The wooden platform overlooking the water was crowded with people, the sparkling water below filled with splashing children. I wedged my way through the crowd to get a better view. Behind me, more ATVers were streaming down the trail.
It’s not that I think these places should be cut off to all enjoyment, or saved especially for me. I know I’m spoiled, single reader, having the opportunity to live and work in the sacred, beautiful, protected US National Parks.
I guess that’s it, I view these natural places and their beauty as sacred, and I believe they should be treated as such. So it breaks my heart to see them transformed to wild, free-for-all moneymakers and attractions. People were jumping and splashing so much in this beautiful water that you couldn’t even really enjoy the color. The crowd sucked away the fresh air and the guides with their obnoxious cell phones stole my solitude. I stood for a long time overlooking the chaos, feeling conflicted and a little bit sad. But eventually I decided to suck it up. I deserved a dip in these fresh blue waters as much as any of the other revelers, so I pushed through the crowds and jumped.
The water was clean and refreshing and not unlike the lagoons we had visited at the Indigenous Eyes Park & Reserve a few weeks earlier. I swam and I swam and I swam some more until suddenly I realized the place had cleared out and the only visitors left were the ones in my own group.
I felt immediately at ease and then had to laugh at myself. I am one spoiled, selfish gal.
We only had the lagoon to ourselves for a few minutes before an employee told us we had to leave to make room for the next group. By the time I had dried off I felt ready, almost antsy to go. I did not want to see the crowd descend on this place once again.
Before leaving Cap Cana we decided to check out their more exclusive, guest and club-members only beach. Being neither guest nor club members, we had to pull a few strings to get our large, wet, supremely unglamorous group in. But suffice it say that after just a little fast-talking and name-dropping we emerged through the lobby to the bright, heavenly view of what has become my favorite of all the beaches I have enjoyed during my time in the Dominican Republic.
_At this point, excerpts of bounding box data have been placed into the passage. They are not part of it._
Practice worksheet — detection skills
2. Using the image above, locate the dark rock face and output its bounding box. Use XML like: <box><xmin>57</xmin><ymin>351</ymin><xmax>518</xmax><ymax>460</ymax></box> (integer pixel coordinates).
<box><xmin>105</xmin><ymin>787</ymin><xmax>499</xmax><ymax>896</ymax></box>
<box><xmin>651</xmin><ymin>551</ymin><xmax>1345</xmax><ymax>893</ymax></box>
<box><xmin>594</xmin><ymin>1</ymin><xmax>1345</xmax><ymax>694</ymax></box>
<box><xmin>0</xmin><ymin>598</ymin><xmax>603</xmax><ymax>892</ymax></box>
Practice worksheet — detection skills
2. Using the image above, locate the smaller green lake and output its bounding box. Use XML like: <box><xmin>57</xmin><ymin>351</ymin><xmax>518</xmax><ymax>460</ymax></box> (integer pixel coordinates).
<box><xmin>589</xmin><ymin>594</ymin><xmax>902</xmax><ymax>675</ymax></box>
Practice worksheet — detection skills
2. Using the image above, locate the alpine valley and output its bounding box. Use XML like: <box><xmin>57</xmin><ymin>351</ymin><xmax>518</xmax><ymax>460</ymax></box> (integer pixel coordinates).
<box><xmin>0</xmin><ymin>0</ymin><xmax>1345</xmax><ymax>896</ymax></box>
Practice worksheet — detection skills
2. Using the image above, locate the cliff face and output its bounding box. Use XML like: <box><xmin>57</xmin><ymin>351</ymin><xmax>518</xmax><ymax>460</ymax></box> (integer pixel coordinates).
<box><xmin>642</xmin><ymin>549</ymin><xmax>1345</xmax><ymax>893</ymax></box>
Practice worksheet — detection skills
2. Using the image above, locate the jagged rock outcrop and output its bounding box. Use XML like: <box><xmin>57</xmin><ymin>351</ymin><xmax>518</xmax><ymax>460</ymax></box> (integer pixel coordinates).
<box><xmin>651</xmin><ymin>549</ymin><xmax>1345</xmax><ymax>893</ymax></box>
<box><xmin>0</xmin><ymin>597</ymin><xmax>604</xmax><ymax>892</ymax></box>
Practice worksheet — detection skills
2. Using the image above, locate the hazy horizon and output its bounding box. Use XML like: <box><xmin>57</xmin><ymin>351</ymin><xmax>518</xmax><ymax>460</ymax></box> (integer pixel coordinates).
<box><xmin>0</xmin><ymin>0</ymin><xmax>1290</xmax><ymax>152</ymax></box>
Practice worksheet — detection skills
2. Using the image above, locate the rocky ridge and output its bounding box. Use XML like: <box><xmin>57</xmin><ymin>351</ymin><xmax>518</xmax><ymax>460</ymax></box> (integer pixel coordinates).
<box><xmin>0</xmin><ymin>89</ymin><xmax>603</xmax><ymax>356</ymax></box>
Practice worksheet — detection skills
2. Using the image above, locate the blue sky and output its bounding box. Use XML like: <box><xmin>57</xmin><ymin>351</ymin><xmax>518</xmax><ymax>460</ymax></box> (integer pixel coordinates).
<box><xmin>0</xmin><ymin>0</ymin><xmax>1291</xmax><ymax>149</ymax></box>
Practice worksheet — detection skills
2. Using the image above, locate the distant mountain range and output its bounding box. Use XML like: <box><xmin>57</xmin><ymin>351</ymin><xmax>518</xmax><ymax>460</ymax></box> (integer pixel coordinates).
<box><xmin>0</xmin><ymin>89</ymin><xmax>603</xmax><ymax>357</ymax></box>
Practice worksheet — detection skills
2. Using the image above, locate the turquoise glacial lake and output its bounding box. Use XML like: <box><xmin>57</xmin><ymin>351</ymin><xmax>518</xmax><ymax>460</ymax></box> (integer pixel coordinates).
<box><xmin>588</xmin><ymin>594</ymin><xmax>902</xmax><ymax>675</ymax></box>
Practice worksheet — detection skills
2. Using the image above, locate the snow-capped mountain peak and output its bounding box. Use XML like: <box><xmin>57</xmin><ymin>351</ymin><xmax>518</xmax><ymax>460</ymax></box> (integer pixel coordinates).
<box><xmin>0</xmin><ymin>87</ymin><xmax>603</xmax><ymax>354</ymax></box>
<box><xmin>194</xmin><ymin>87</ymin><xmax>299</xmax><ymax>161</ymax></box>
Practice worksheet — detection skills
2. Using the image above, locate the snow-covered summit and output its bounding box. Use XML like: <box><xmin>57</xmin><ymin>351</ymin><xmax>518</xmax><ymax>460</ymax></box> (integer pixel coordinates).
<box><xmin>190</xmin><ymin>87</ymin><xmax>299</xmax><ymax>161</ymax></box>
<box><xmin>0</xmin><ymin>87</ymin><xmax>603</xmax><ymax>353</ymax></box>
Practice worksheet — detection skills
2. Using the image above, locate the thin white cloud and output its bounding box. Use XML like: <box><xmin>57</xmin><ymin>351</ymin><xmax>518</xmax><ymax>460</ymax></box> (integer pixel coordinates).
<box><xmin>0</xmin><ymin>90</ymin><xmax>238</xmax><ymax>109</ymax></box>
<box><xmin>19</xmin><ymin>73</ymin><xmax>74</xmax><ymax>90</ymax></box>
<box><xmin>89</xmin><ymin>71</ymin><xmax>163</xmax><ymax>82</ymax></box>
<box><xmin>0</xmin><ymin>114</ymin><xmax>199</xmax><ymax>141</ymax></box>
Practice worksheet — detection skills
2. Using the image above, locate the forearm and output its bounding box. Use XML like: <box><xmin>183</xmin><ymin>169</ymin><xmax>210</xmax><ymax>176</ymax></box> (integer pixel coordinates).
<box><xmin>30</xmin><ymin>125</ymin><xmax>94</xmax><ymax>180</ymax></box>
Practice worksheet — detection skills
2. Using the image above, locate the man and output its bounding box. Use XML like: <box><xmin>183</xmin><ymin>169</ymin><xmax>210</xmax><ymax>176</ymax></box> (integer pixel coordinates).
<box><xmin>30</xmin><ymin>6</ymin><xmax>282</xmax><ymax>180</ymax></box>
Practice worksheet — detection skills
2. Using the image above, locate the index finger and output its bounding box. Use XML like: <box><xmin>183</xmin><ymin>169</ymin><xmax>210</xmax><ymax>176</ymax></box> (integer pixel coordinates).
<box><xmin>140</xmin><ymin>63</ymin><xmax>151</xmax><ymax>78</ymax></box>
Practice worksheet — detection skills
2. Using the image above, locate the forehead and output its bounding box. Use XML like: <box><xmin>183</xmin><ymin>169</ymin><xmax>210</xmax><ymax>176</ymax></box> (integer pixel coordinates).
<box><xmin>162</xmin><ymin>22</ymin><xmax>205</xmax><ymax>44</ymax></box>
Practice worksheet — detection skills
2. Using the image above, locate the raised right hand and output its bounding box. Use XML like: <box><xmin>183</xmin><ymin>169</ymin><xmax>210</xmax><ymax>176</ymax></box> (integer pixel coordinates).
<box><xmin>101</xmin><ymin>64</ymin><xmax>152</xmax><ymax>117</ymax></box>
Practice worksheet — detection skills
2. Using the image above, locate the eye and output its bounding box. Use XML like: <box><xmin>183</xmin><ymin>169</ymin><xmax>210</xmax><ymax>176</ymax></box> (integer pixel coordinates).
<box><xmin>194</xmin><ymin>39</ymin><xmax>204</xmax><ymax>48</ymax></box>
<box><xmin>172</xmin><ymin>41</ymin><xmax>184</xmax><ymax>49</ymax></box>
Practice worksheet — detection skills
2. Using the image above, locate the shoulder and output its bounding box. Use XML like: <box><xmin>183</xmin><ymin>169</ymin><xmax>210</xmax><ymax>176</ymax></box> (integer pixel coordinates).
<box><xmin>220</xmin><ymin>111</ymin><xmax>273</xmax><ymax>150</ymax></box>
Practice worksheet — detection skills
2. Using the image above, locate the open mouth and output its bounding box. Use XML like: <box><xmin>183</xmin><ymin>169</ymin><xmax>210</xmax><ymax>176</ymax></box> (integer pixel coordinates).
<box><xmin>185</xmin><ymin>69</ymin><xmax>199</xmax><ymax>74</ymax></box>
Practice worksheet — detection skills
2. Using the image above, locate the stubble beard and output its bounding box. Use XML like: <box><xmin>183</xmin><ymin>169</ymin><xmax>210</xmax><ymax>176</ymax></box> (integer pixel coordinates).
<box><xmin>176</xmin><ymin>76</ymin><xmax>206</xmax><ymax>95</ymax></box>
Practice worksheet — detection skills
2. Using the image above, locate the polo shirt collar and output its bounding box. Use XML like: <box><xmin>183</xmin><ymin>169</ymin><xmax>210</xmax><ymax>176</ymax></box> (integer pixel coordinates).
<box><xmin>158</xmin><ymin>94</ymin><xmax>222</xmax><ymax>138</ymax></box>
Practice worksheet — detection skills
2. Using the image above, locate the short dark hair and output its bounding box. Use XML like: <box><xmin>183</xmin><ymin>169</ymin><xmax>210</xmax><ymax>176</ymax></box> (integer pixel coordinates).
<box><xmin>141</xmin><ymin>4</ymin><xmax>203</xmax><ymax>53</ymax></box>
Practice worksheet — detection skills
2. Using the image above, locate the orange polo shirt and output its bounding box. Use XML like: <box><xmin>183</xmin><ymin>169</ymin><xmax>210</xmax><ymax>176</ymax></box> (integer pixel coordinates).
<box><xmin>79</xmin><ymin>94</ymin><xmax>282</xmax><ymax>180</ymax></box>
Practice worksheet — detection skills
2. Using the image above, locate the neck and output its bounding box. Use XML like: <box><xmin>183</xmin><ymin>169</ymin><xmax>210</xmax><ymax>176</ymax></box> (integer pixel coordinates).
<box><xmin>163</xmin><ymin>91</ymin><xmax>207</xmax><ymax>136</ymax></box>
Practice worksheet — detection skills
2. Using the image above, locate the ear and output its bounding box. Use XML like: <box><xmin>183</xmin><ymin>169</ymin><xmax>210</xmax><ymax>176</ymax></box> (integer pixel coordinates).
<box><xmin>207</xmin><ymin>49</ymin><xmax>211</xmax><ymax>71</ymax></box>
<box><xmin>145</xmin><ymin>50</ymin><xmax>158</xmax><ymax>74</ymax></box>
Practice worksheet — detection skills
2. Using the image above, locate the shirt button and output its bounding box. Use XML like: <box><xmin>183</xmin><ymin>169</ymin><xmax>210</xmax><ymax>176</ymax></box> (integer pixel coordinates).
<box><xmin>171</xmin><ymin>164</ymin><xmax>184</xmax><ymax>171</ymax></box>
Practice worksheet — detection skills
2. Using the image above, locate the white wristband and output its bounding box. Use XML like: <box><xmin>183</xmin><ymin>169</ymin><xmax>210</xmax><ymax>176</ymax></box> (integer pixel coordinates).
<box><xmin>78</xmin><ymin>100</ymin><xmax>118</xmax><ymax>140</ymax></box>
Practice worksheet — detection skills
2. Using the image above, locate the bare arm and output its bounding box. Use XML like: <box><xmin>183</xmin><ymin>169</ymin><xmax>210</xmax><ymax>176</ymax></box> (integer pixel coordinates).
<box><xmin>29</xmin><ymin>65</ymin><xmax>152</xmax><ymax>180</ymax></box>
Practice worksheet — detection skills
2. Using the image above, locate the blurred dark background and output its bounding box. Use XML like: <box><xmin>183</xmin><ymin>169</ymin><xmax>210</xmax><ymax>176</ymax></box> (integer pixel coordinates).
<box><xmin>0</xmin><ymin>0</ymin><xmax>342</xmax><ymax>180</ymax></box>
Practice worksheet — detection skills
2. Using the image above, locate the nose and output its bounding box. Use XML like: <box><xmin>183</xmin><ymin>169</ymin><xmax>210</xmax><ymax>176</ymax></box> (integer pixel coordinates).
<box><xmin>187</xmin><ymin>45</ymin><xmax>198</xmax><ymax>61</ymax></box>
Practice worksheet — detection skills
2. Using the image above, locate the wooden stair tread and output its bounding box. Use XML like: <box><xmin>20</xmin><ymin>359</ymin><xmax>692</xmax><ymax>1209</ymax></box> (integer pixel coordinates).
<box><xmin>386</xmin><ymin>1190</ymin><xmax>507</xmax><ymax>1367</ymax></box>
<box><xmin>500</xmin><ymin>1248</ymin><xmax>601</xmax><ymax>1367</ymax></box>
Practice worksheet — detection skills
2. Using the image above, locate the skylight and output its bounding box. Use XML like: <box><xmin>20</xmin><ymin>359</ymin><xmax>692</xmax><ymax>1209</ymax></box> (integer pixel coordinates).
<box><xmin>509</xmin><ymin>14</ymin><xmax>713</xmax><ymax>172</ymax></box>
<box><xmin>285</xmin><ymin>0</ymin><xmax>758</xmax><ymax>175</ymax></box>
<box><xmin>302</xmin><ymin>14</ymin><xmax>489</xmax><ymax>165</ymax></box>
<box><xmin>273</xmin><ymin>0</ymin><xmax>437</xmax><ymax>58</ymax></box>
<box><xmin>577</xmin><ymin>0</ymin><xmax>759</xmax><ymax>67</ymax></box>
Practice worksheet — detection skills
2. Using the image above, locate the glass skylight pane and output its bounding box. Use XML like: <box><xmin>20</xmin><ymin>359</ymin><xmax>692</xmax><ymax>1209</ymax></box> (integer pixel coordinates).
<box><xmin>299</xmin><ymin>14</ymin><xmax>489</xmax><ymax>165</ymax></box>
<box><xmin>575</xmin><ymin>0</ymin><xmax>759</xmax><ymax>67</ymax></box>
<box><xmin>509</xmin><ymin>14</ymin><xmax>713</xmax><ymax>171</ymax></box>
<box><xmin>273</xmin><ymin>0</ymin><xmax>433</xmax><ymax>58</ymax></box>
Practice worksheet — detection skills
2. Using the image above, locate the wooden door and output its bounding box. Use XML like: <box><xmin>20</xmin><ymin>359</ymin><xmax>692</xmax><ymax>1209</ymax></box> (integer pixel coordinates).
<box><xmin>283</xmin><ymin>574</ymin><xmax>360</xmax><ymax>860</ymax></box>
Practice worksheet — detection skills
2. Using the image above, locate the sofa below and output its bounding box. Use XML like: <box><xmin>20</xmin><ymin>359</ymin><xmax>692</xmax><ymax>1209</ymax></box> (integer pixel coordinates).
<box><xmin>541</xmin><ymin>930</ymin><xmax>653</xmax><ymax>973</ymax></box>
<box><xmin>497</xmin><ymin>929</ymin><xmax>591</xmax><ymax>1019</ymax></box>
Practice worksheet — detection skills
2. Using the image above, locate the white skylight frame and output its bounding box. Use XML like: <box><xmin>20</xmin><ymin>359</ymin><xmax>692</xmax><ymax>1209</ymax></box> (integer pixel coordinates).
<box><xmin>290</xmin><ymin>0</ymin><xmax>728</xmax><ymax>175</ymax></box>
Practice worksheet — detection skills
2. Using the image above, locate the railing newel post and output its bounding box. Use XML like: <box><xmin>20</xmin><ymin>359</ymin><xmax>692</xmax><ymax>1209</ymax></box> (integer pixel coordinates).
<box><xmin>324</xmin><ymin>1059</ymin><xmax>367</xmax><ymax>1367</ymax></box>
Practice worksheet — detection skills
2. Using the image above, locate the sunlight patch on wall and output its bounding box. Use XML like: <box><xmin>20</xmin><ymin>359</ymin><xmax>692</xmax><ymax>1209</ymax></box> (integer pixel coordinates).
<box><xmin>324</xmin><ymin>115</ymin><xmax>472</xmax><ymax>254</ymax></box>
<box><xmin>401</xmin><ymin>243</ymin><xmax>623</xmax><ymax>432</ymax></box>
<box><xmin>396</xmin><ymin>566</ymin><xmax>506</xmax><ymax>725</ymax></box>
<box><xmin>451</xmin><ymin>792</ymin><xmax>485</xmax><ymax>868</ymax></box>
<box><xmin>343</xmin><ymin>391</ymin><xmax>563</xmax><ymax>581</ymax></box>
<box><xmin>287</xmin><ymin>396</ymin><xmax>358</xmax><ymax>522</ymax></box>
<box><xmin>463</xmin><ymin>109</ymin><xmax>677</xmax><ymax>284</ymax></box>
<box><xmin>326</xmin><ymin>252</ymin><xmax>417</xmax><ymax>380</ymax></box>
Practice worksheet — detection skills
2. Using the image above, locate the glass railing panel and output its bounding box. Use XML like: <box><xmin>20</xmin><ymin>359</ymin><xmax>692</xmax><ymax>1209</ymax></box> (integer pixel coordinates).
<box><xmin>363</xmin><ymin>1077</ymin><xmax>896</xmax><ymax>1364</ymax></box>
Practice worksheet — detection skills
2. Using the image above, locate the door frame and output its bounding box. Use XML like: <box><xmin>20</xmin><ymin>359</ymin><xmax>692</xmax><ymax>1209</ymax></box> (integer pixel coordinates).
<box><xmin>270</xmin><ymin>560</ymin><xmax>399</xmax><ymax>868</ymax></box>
The private beach in Cap Cana is a small sandy inlet carved out of an otherwise rocky, cliff-lined shore. Linen-cushioned beach chairs lined the sand as linen-clad waiters laid out our towels. Out of all the beaches I’ve visited during this trip, including the supposedly comparable Punta Cana Resort & Club and Casa de Campo, none match the luxury and wild beauty of the beach at Cap Cana.
Unlike Punta Cana & Casa de Campo, the beach here was not completely calm. Turquoise waves rolled in at beautiful, but not unmanageable speeds and sizes. And the sand was totally devoid of the washed up seaweed that has plagued all of the beaches I have seen here. I pouted as the family announced it was time to go, and dragged my feet all the way to the car. But not before diving into their beautiful (and empty!) pool overlooking the sea – and enjoying a pina colada at the swim-up bar.
No, I haven’t stayed at Cap Cana, so I can’t leave you with an official list of pros and cons and overalls. But I think, maybe, should I ever fall into some money and need a place to stay on the east cost of the Dominican Republic – if for the beach alone – it will be here.